We focused on meat choice and food systems patterns, as they may serve as a cultural indicator and may shed light on social aspects; Apart from the immediate caloric value, the choice of what to eat, and the way in which animals are exploited, may have symbolic and political-economic meanings. We asked whether changes in meat choice and food systems through time in a single site can be explained in economic or cultural terms; whether they can be correlated with changes in the site’s material culture; whether they reflect some change in the site’s population or should they be explained in terms of the adoption of new cultural norms.

The most striking finding of our study is that during a millennium and a half of Dor’s inhabitation, there is very little change in most patterns of animal exploitation and consumption, despite the major changes in the site’s urban matrix over this long time span and the economic and political regimes within which it operated. The people at Tel Dor raised their own food throughout the periods we investigated, and did so in a similar manner; the only apparent change is the increase in pig remains beginning at the end of the Persian period and reaching its peak in the Roman period.

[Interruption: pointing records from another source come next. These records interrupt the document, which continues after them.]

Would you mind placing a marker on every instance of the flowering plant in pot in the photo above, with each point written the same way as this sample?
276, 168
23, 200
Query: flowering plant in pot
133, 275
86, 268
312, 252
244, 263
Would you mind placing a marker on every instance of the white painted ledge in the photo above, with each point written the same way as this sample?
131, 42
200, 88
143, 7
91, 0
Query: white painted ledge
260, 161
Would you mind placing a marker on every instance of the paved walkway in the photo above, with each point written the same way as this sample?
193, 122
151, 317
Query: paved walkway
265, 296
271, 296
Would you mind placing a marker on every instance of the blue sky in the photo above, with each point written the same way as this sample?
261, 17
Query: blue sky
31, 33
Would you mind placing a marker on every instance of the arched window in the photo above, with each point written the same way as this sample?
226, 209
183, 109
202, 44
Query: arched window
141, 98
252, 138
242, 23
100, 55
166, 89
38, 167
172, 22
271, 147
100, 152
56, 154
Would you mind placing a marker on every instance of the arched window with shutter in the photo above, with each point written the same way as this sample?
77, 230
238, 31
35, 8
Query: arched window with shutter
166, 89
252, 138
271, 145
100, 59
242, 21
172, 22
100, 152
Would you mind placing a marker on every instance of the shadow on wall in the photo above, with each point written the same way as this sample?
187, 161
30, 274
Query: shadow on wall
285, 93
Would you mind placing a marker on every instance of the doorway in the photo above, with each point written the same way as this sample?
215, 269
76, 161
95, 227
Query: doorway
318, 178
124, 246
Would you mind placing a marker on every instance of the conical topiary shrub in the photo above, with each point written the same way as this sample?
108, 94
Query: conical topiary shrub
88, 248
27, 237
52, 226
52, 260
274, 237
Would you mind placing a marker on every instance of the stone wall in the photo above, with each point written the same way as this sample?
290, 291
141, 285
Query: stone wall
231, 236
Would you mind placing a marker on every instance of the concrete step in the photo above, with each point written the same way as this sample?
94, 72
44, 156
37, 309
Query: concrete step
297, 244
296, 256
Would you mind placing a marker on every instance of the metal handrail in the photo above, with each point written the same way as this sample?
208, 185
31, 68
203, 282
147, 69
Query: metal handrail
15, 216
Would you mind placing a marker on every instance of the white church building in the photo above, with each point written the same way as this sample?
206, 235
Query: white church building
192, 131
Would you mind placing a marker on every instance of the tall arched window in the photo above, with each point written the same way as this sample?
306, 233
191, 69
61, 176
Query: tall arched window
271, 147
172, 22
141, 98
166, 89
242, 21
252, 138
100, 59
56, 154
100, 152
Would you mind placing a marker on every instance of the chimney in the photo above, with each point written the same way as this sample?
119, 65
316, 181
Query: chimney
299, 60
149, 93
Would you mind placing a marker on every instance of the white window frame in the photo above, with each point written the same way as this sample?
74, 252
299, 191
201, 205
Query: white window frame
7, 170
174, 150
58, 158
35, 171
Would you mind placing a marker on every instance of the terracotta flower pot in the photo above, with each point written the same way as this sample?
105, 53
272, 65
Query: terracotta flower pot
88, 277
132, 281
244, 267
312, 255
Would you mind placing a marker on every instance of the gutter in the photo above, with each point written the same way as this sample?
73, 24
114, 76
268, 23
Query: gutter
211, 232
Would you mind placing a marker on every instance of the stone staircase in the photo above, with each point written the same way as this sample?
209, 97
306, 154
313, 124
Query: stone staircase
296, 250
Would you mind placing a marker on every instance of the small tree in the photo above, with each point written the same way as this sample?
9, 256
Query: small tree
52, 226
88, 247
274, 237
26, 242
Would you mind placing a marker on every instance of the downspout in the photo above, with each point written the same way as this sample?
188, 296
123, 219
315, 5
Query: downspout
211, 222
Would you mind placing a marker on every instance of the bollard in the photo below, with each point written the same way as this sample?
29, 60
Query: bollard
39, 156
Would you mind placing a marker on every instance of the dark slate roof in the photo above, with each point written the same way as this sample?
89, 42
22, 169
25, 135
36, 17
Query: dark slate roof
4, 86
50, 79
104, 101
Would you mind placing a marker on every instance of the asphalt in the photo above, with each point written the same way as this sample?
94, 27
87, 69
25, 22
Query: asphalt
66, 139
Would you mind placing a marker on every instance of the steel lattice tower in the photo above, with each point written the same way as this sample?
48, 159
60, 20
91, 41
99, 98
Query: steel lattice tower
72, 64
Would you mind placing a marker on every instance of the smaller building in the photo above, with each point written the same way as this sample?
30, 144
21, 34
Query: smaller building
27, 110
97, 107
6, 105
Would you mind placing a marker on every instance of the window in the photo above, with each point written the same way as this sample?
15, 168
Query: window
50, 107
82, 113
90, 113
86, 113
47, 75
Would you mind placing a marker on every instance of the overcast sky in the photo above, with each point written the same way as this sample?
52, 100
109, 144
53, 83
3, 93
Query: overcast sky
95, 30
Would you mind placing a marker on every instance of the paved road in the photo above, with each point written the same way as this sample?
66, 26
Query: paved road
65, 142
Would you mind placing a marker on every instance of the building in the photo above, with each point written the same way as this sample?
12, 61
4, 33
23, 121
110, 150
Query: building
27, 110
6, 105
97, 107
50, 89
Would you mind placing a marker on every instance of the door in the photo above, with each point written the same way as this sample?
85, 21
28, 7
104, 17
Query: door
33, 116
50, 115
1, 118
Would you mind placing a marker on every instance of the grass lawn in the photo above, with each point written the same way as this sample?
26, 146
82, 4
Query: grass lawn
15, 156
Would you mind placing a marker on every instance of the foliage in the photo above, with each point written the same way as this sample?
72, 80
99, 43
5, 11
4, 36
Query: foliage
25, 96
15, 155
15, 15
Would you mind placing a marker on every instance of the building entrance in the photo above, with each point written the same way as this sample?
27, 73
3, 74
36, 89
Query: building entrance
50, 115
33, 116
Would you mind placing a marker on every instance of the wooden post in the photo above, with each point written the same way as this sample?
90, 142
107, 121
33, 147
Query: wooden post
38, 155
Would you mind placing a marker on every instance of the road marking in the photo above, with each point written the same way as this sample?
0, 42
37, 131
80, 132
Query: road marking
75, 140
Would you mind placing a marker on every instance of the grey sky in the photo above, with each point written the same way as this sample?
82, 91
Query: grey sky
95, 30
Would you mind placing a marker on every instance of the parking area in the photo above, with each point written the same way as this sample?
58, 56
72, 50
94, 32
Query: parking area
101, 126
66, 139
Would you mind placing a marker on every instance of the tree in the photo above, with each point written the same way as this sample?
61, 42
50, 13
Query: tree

How can this change be explained? Similar to the results of animal remains analysis, other evidence from Dor such as small finds, vessels and architecture demonstrate gradual change in some traditions, alongside marked continuity in others. We see this as part of the “Hellenization” process that Tel Dor —and Phoenicia in general— begin to undergo by the late Persian period. The Phoenician inhabitants of the coast had always maintained a more open attitude to cultural influences from the west. We conclude that the marked continuity in exploitation, along with a change in the range of species, probably points to a change in the dietary preferences. It seems that the inhabitants of the site were not “replaced” by other groups, but rather adopted new norms.